Bonnie Fredriksson had finished work at 10 pm on Wednesday, 7 July, and returned to her home in Reid Line East near where it meets Aorangi Road. The house, which was owned by Bruce Johnstone, was about 500 metres from Scott and Kylee’s home. Fredriksson went to bed about 11.15 pm but didn’t sleep well, waking frequently. Her alarm was due to go off at 6 am so she could feed her horses at Ashhurst, but about an hour before that, as she lay awake, she heard three gunshots in quick succession.
She came from a farming background and was experienced with firearms—she’d stalked deer with a .308 rifle and was familiar with .22 rifles. She described the sounds she heard as coming from a ‘heavier type gun’. There had been regular intervals between them—‘bang, bang, bang’—over about one and a half seconds, she estimated. She kept listening and didn’t go back to sleep but heard no other noises.
Living in the same house was Derek Sharp, a farm worker and beekeeper. He’d first met Kylee and Scott when dropping off some spare honey and later got to know Scott as a neighbour. Sharp said he was woken around 4.45 am and heard two loud booms in quick succession close to his house. He considered ringing his landlord, Bruce Johnstone, because there had been concerns about poaching, but thought the gun sounded like a shotgun and it seemed more likely someone was shooting possums rather than deer. Annoyed at being woken so early, he lay awake listening for anything else for ten minutes then went back to sleep. When he got up, he looked across the paddocks towards Scott and Kylee’s and saw hazard lights flashing in the gloom and shortly afterwards, a police car.
When Fredriksson came back from tending her horses, they talked about hearing the shots and, because Fredriksson had been awake and clearly heard three gunshots, they surmised Sharp had been woken by the first shot then heard the following two. Sharp began to wonder if the killing was a case of mistaken identity and he was the intended target because of a serious crime in his past.
On the other side of the road from Scott and Kylee’s house, about 300 metres down Aorangi Road, Alison Rankin also heard something. She’d lived in the house at number 264 for nearly 50 years, since she was married, and the farm had been owned by her husband’s family ever since the road was opened. At 5 am she got up, noticed the time and went to the toilet. When she went back to bed she heard a bang that sounded like a gunshot—or a branch cracking off a tree, though it was a calm and quiet night, she said.

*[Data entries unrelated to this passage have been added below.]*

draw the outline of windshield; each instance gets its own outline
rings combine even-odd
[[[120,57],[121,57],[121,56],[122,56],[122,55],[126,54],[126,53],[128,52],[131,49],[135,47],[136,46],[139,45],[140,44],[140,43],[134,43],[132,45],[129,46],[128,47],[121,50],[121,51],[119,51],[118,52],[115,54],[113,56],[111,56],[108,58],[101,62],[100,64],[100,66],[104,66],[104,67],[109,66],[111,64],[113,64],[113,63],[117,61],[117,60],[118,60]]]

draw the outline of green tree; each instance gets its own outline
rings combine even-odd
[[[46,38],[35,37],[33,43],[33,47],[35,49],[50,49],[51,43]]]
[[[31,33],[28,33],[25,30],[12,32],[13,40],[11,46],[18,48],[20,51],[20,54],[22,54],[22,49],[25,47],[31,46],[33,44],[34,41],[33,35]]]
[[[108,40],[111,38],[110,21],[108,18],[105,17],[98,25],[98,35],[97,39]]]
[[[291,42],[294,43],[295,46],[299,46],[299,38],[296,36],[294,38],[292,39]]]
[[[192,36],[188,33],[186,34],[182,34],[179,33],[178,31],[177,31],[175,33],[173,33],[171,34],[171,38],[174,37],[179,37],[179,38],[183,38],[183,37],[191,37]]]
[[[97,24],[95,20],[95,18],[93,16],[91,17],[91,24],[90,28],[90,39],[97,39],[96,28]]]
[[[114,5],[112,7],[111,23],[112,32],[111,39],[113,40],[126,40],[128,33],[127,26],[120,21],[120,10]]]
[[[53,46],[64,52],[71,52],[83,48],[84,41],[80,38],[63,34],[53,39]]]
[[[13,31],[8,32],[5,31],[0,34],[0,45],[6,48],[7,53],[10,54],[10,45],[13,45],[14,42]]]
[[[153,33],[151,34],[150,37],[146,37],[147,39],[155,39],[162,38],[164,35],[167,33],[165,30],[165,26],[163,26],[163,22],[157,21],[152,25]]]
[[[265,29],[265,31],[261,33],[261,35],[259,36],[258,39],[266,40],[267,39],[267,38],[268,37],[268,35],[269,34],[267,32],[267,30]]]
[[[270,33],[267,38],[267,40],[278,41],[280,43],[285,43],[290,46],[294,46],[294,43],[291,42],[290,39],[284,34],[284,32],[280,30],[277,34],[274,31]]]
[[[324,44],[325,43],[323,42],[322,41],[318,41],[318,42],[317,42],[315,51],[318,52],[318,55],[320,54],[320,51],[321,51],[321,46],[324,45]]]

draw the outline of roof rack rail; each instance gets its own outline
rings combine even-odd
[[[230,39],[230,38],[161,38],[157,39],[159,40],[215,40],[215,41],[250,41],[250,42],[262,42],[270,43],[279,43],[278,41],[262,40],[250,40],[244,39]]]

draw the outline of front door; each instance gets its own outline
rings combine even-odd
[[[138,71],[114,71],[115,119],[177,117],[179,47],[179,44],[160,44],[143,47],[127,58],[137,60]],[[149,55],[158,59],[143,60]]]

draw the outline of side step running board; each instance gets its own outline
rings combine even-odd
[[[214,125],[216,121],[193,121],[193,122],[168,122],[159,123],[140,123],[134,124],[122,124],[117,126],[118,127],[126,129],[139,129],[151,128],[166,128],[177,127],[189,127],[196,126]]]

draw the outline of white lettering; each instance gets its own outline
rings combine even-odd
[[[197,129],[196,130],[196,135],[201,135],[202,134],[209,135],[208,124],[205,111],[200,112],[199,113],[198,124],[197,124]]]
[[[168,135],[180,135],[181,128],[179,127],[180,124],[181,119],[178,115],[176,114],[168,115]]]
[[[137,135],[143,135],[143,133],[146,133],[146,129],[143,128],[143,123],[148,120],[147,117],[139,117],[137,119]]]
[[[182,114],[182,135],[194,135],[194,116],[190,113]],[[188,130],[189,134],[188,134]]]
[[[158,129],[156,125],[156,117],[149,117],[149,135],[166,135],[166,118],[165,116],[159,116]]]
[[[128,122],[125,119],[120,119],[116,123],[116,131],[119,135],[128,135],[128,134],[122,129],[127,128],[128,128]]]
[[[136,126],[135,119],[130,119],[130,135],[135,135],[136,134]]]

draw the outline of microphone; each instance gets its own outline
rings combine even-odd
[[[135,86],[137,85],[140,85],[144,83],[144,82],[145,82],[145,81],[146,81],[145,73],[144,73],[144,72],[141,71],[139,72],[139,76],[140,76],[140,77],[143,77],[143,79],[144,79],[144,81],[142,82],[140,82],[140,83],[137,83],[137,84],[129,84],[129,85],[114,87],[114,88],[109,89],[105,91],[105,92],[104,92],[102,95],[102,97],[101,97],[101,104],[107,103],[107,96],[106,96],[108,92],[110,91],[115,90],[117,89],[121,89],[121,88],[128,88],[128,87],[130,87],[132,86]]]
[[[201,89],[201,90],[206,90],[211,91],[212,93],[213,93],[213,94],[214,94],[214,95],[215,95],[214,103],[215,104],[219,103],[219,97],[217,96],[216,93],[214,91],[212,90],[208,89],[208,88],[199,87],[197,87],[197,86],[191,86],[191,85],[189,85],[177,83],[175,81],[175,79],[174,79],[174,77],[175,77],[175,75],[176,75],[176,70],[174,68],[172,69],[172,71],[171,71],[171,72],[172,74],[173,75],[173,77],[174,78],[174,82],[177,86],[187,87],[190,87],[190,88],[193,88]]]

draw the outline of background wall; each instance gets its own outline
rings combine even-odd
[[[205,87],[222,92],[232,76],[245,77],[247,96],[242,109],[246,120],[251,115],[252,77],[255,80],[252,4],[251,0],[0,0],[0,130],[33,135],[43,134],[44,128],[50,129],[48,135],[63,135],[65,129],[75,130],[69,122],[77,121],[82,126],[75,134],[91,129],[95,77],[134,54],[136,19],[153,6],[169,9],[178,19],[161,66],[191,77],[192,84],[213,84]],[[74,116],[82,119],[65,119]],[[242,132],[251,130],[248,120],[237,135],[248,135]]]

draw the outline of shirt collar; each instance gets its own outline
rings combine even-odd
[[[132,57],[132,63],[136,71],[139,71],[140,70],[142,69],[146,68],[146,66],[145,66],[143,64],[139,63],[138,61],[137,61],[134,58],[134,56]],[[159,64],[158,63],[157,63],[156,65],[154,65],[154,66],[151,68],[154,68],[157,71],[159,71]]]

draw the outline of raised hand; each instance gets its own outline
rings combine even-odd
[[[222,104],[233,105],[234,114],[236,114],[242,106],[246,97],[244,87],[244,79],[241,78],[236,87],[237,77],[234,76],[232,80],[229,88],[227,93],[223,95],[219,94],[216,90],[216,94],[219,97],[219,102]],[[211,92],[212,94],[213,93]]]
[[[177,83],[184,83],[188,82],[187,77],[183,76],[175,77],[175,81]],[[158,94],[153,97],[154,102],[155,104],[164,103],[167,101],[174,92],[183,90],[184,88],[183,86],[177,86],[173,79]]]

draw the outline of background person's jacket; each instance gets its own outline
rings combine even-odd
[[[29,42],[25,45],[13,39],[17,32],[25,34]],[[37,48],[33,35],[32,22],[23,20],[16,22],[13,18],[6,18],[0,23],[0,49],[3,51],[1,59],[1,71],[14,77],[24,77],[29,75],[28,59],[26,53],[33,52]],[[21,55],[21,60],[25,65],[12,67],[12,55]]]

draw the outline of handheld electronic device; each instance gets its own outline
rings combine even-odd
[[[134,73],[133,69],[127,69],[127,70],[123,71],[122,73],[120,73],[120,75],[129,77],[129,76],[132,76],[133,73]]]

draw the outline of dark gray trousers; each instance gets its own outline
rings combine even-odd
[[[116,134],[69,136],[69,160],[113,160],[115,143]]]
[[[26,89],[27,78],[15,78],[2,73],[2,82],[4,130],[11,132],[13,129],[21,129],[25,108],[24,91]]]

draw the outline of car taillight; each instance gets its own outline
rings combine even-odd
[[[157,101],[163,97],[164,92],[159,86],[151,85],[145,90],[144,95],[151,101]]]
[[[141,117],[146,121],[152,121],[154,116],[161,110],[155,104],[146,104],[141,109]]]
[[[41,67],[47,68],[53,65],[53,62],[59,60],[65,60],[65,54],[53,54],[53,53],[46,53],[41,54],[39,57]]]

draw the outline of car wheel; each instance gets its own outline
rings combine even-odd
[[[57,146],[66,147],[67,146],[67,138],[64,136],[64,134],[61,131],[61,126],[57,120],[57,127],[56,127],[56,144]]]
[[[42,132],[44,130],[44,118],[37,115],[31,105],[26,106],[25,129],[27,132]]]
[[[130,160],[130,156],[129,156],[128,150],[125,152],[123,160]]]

A little further down the road from her, Fraser Langbein, a solid, balding man with ZZ Top beard, was woken by something and sat bolt upright on the edge of his bed. He checked his clock, wanting to know how much time he had before having to be at work, and it was 5 am. Several weeks before, there had been an attempted break-in at his garage and he was conscious of burglars returning. To that end he had been up until 1.30 am in the rain trying to fix a security light at the property. His wife also woke and asked what was happening, but on hearing nothing more, they quickly went back to sleep.